Many experts believe that the ancestor of SARS-CoV-2 could have passed from bats to an intermediate host, for example, to pangolins, where the virus underwent mutations, the exchange of genetic material (recombination) with other viruses and other changes affecting the gene.
Since the habitat of rhinolophids covers the whole world, there is a risk that a new SARS-like infection may occur.
The researchers wanted to find out if the bats of the Rhinolophus hipposideros species living in the UK are carriers of sarbecoviruses. Fecal samples were collected from 53 individuals from Somerset, Gloucestershire and Monmouthshire counties, caught in August-September 2020. Genetic material was isolated from the samples and analyzed for the presence of viral RNA. The reconstructed viral genomes were then compared with the sequences stored in biological databases.

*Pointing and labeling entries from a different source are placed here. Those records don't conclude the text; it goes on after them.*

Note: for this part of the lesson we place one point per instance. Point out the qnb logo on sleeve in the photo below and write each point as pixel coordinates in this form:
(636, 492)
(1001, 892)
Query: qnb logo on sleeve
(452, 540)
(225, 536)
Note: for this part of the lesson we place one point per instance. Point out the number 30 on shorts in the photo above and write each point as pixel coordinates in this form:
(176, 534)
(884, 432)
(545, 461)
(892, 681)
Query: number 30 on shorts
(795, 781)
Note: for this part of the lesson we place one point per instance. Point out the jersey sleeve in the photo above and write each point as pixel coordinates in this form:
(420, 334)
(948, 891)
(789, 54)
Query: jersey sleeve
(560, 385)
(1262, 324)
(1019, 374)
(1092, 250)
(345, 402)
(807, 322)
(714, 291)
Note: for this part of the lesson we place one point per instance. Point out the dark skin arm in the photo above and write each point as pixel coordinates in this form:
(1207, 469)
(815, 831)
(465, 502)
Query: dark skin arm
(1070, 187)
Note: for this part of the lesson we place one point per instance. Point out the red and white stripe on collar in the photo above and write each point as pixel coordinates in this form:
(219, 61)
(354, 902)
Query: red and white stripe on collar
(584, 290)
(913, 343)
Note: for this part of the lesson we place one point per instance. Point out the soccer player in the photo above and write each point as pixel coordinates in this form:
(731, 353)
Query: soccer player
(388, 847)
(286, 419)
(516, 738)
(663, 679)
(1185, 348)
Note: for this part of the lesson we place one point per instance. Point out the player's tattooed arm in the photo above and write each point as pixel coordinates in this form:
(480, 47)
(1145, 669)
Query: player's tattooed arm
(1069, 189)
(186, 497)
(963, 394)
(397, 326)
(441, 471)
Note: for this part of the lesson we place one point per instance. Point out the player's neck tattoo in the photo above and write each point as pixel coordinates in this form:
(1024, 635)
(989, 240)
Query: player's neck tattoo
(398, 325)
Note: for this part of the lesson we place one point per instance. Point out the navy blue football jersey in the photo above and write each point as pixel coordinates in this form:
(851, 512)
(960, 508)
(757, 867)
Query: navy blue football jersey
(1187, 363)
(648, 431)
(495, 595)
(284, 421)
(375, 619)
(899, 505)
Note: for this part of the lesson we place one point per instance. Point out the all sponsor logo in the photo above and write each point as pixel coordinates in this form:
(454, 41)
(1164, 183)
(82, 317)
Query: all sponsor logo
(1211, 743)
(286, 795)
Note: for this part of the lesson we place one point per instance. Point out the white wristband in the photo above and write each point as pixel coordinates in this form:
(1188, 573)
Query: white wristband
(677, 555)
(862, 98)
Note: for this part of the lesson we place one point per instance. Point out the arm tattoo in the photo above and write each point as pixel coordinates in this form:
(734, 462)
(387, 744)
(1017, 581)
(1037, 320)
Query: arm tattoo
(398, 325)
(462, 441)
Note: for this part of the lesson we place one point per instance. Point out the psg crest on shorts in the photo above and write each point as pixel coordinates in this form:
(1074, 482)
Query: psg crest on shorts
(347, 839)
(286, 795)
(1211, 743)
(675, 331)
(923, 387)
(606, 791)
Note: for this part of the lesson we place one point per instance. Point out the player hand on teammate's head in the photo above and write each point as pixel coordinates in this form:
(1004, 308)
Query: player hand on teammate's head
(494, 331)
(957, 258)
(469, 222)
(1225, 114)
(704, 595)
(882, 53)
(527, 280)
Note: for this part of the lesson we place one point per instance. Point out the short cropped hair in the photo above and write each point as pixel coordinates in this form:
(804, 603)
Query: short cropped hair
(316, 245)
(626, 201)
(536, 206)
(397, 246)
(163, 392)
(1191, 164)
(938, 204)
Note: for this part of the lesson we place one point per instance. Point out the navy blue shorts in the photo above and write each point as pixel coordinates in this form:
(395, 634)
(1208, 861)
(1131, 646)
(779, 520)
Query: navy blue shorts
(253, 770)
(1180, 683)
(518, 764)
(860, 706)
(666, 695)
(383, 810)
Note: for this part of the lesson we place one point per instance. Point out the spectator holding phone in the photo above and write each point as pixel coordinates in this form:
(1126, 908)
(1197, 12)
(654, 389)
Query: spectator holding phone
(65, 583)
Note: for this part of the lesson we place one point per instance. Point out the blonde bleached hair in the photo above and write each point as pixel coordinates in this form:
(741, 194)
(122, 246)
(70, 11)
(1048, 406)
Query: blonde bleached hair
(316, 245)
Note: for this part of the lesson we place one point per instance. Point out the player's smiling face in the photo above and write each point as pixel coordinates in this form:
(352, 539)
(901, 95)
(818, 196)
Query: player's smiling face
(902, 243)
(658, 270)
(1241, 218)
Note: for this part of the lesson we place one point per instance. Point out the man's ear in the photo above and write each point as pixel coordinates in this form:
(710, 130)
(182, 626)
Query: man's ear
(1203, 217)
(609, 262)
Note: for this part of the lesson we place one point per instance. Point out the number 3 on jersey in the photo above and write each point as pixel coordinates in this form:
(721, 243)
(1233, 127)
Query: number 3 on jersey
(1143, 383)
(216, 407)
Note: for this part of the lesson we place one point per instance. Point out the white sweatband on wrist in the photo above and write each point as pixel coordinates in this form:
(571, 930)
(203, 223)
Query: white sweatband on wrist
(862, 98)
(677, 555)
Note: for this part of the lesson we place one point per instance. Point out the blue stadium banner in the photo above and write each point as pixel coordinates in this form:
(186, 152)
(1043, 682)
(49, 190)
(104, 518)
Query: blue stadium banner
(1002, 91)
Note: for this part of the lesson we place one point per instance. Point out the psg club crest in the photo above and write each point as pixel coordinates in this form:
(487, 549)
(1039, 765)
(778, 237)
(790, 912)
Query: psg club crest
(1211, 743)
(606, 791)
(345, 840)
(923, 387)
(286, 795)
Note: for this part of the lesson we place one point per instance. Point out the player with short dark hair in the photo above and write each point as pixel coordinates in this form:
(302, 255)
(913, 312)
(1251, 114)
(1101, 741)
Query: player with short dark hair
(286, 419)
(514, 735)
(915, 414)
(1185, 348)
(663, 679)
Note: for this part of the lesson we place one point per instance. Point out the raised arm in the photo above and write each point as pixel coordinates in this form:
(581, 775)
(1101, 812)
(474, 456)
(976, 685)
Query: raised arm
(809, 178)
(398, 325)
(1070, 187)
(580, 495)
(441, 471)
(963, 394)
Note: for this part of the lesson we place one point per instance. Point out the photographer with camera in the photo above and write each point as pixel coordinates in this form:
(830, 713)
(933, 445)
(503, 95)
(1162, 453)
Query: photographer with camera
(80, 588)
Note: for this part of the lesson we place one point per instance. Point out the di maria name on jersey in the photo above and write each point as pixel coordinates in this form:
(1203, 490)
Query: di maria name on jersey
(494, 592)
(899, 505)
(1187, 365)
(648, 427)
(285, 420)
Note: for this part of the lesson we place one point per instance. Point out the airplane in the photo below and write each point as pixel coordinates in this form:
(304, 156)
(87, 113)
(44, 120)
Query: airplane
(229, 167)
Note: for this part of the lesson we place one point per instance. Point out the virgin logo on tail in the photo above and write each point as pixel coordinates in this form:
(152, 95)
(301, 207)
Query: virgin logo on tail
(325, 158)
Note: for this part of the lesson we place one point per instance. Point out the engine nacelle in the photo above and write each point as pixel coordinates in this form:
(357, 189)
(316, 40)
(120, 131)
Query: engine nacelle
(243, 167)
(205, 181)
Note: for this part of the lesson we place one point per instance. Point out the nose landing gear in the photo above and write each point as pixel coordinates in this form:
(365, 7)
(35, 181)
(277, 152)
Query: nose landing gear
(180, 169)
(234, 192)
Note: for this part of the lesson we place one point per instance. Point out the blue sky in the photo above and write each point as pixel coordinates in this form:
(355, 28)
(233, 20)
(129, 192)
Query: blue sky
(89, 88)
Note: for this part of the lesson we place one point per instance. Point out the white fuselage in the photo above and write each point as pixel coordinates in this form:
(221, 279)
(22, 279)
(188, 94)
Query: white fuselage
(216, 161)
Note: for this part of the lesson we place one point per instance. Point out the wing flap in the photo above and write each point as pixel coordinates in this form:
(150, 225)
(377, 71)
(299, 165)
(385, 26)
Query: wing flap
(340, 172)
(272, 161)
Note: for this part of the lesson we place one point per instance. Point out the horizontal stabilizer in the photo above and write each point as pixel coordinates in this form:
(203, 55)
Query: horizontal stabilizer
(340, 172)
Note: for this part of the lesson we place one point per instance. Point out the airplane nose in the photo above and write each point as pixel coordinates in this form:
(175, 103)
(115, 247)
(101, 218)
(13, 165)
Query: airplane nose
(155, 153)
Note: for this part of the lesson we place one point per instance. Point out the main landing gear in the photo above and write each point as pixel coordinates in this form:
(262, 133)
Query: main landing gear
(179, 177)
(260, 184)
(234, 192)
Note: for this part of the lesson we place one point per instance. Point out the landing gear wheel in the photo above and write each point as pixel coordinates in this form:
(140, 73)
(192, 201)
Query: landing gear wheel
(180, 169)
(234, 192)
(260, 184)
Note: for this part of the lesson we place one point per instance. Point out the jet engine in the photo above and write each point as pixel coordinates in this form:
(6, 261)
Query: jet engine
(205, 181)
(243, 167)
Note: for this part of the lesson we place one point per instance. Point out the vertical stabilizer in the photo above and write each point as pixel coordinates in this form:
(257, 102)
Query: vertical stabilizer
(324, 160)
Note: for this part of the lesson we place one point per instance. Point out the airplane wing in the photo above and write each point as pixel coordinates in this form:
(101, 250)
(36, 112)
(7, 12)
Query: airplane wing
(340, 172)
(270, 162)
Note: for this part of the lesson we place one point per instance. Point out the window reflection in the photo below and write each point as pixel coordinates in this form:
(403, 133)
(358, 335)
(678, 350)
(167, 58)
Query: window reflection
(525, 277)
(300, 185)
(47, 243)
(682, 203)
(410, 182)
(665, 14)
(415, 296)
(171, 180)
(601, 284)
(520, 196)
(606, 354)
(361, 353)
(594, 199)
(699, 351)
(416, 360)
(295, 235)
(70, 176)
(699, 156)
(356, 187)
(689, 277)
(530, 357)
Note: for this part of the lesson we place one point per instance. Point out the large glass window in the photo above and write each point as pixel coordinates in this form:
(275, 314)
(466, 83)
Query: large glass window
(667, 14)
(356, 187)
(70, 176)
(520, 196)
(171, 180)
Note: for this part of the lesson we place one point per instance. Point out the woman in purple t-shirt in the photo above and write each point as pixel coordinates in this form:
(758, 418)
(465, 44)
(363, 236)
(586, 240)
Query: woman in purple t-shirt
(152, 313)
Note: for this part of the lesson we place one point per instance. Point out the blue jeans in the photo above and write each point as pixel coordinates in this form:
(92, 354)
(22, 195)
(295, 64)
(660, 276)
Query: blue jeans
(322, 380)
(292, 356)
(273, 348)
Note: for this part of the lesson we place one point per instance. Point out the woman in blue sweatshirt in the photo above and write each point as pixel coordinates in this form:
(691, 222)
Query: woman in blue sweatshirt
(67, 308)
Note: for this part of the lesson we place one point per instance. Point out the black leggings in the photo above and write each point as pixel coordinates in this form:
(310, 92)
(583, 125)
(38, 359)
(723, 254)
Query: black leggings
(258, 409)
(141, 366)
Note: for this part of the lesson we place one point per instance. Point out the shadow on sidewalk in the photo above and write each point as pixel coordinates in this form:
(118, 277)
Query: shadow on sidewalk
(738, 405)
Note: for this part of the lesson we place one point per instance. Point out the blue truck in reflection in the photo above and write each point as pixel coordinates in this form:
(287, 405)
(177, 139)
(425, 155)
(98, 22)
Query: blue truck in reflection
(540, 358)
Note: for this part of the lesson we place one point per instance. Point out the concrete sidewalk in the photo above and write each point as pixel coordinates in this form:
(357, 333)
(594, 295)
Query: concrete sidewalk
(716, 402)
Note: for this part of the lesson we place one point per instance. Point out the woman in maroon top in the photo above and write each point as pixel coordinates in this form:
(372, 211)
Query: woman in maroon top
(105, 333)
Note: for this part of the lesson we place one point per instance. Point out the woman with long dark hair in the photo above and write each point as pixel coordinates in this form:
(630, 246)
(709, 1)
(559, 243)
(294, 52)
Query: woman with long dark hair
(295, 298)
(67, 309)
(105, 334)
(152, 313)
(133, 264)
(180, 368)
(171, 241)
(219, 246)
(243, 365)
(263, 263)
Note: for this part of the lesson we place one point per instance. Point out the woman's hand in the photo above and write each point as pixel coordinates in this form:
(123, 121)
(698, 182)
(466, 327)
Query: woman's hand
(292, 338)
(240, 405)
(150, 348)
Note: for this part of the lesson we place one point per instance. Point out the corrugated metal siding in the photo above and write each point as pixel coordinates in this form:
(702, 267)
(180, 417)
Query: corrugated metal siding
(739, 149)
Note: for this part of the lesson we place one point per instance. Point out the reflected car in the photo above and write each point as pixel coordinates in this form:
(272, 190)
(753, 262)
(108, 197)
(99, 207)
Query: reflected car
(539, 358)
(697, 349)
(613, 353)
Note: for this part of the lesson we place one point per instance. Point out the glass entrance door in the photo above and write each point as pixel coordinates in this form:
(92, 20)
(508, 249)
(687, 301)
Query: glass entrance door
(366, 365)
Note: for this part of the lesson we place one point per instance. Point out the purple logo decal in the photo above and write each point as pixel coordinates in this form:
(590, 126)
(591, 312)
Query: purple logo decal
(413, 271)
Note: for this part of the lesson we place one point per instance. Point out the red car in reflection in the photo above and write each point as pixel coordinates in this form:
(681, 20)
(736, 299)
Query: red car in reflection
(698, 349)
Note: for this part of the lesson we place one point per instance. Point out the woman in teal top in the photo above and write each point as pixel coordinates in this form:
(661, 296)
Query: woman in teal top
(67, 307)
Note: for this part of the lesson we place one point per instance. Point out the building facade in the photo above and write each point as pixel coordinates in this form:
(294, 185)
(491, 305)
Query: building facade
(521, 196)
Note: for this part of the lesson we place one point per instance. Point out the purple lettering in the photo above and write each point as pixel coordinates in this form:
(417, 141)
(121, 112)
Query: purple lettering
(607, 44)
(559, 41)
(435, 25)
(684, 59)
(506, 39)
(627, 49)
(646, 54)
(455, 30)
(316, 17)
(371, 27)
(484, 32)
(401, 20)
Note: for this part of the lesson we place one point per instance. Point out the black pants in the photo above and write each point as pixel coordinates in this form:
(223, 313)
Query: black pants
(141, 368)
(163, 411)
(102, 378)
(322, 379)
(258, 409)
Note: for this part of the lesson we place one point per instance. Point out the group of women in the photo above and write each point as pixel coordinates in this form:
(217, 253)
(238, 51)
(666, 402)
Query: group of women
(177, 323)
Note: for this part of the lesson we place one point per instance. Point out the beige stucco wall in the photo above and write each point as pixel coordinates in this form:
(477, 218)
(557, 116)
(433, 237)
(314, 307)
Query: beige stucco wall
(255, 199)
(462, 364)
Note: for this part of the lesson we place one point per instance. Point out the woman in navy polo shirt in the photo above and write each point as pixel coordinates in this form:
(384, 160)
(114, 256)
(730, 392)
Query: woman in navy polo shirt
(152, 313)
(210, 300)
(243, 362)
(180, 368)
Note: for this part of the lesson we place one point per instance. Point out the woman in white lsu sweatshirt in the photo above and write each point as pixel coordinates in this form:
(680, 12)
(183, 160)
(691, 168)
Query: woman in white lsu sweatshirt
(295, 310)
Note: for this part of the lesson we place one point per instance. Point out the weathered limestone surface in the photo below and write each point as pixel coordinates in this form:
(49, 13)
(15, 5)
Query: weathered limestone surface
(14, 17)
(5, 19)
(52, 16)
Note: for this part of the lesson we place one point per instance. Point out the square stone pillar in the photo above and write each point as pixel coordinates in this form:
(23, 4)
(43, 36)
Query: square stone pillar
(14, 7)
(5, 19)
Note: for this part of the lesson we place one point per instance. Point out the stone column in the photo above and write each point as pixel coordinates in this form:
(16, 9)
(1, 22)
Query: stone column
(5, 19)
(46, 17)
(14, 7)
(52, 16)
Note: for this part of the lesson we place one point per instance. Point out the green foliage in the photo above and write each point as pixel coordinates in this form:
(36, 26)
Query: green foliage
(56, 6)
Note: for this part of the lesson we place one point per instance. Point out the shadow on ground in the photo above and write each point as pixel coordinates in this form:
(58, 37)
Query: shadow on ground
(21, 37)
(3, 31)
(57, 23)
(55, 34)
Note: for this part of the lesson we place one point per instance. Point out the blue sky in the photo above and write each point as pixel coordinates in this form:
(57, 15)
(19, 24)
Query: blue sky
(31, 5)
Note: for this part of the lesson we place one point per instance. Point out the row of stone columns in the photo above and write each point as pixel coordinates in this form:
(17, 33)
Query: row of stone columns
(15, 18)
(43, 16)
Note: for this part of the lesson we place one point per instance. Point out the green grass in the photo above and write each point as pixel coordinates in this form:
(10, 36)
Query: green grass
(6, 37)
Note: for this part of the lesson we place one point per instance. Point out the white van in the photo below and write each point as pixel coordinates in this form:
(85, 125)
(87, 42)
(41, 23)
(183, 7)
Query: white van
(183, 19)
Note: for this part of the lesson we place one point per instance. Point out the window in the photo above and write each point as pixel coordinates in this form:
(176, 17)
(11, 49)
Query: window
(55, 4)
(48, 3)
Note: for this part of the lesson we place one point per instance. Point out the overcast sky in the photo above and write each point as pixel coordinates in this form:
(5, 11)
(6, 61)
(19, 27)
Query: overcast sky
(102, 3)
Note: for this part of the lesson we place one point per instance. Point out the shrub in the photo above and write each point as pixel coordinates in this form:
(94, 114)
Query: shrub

Scientists have discovered an unknown sarbekovirus, designated by them as RhGB01 (stands for Rhinolophus hipposideros, Great Britain 01). They reconstructed 85% of the RNA of the coronavirus, and it turned out that its genome is about 80% similar to the genome of SARS-CoV-2. In this case, the receptor-binding motif (RBM) in the S-protein RhGB01 is only 48% identical to the RBM SARS-CoV-2. In comparison, the RBM of coronaviruses isolated from pangolins and Asian bats is 75% similar to the RBM of the causative agent of COVID-19. In other words, RhGB01 is most likely unable to bind to the human ACE2 cell receptor and cause infection. However, scientists note that this needs to be confirmed experimentally.
However, the researchers point out that there is the possibility of the exchange of genetic material between the new sarbecovirus (and the like) with SARS-CoV-2, if both viruses meet in the body of a bat. This can lead to the emergence of new zoonotic infections.
Thus, the scientists conclude, it is necessary to strengthen the surveillance of coronaviruses in horseshoe bats throughout the habitat of these animals.